"Freelancing abroad" is an IJNet series that explores the lives of freelance journalists who have relocated abroad. Check out the rest of the series here.
When Aurora Almendral moved to Manila in 2013, she thought she would only stay for a few months. Five years and many bylines later, the California native has made the city her home.
Almendral had worked at the United Nations and a New York startup before she was recommended for a journalism fellowship, which introduced her to the field. Shortly after it ended, she moved to the Philippines.
“I liked the idea of being a foreign correspondent and my family is from the Philippines. I thought I'd go to the Philippines for a couple of months to do some stories,” she said.
By November 2013, Almendral was preparing to pack and go home when Typhoon Haiyan — one of the strongest tropical cyclones ever recorded — hit the Southeast Asian country.
“I was one of the few journalists who was reporting for foreign outlets that was on the ground,” she said. “I covered the disaster from the most devastated cities for NPR.”
Since then, Almendral has become a regular contributor to The New York Times and National Geographic Magazine and a producer for NBC News. She received prizes for her her work, including the Regional Edward R. Murrow award for audio news documentary in 2017 and the Overseas Press Club of America Award for international reporting in 2018.

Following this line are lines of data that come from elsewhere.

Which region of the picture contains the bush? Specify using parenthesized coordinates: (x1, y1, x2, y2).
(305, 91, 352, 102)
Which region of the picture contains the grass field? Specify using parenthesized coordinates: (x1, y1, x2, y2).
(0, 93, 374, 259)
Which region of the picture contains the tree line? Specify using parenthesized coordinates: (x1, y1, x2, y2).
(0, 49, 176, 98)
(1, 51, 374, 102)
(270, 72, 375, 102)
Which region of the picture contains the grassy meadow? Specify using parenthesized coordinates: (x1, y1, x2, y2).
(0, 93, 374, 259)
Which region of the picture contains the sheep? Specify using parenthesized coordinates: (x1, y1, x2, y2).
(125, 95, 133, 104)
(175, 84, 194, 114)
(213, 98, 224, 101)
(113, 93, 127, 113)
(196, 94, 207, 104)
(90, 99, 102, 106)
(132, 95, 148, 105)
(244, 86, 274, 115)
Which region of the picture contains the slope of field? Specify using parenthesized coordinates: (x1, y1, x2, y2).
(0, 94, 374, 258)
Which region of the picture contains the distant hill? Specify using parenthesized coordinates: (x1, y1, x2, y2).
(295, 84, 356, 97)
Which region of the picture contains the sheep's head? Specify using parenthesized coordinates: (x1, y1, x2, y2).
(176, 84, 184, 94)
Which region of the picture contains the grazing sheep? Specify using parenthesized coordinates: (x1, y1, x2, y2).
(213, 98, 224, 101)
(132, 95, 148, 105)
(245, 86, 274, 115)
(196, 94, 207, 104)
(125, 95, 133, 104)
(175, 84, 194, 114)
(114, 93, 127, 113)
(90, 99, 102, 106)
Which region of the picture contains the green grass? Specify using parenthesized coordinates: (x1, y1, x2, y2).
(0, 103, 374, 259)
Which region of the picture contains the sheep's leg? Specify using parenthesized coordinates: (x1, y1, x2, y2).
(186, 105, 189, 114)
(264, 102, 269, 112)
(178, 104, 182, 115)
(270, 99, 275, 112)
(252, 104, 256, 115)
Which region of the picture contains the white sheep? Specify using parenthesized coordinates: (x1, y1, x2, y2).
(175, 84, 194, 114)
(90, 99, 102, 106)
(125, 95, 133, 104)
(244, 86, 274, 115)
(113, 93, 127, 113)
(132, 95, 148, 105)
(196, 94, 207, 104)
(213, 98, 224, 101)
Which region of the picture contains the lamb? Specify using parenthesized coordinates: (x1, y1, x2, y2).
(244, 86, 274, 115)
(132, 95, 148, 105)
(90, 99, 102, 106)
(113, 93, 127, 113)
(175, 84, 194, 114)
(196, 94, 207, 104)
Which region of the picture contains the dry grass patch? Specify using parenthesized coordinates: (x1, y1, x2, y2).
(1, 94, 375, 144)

One of Almendral’s strengths lies in her ability to speak fluent Tagalog, one of the Philippines official languages, which she learned as a child but hadn’t practiced in many years.
“When I landed in the Philippines, I sounded like a baby,” she said. “But [the language] was in [my memory] somewhere, so I forced myself to start speaking it and listen to a lot of local radio.”
The country’s other official language is English, and while Almendral said reporting can be done in English, Tagalog enables her to produce richer stories.
“Some communities speak better English and some don't,” she said. “[In other places] the way they use the language [changes]. They'll talk about concepts like the economy and politics in English, but when it comes to heartfelt realizations and emotional issues, it comes out better in Tagalog.”
While the community of foreign journalists is small, Almendral feels that connecting with other journalists working in the country is important. Most connections happen through word of mouth, and Almendral recommended that newcomers should reach out in order to form relationships.
“If you're thinking of moving to a country, start reading who's doing work there that you like and email them to ask them out for a coffee or a beer,” she said.
Local journalists are especially helpful to get a sense of the political situation in the country.
“There are some major problems with violence against journalists. However, it's contained so [journalists] want to know where those issues are,” she said. “For the most part, [violence is] in far provincial places [against] local journalists who are covering corruption and environmental abuse. You might not want to step into [these communities] as an international journalist.”
Overall, Almendral has found that the Philippines — especially Manila — is a friendly and exciting place from which to cover changing dynamics in Southeast Asia. The city is affordable for Almendral since she works for American outlets which pay her in U.S. dollars.
“[Many people] would be surprised by how many stories are in the Philippines and how easy and satisfying it is to report from the country given some of the ugly things that are going on and the bad reputation that the Philippines and Manila has,” she said.
Almendral also added that flying to other countries from Manila was relatively affordable and only a matter of a few hours, making it easy to report on other countries in the region.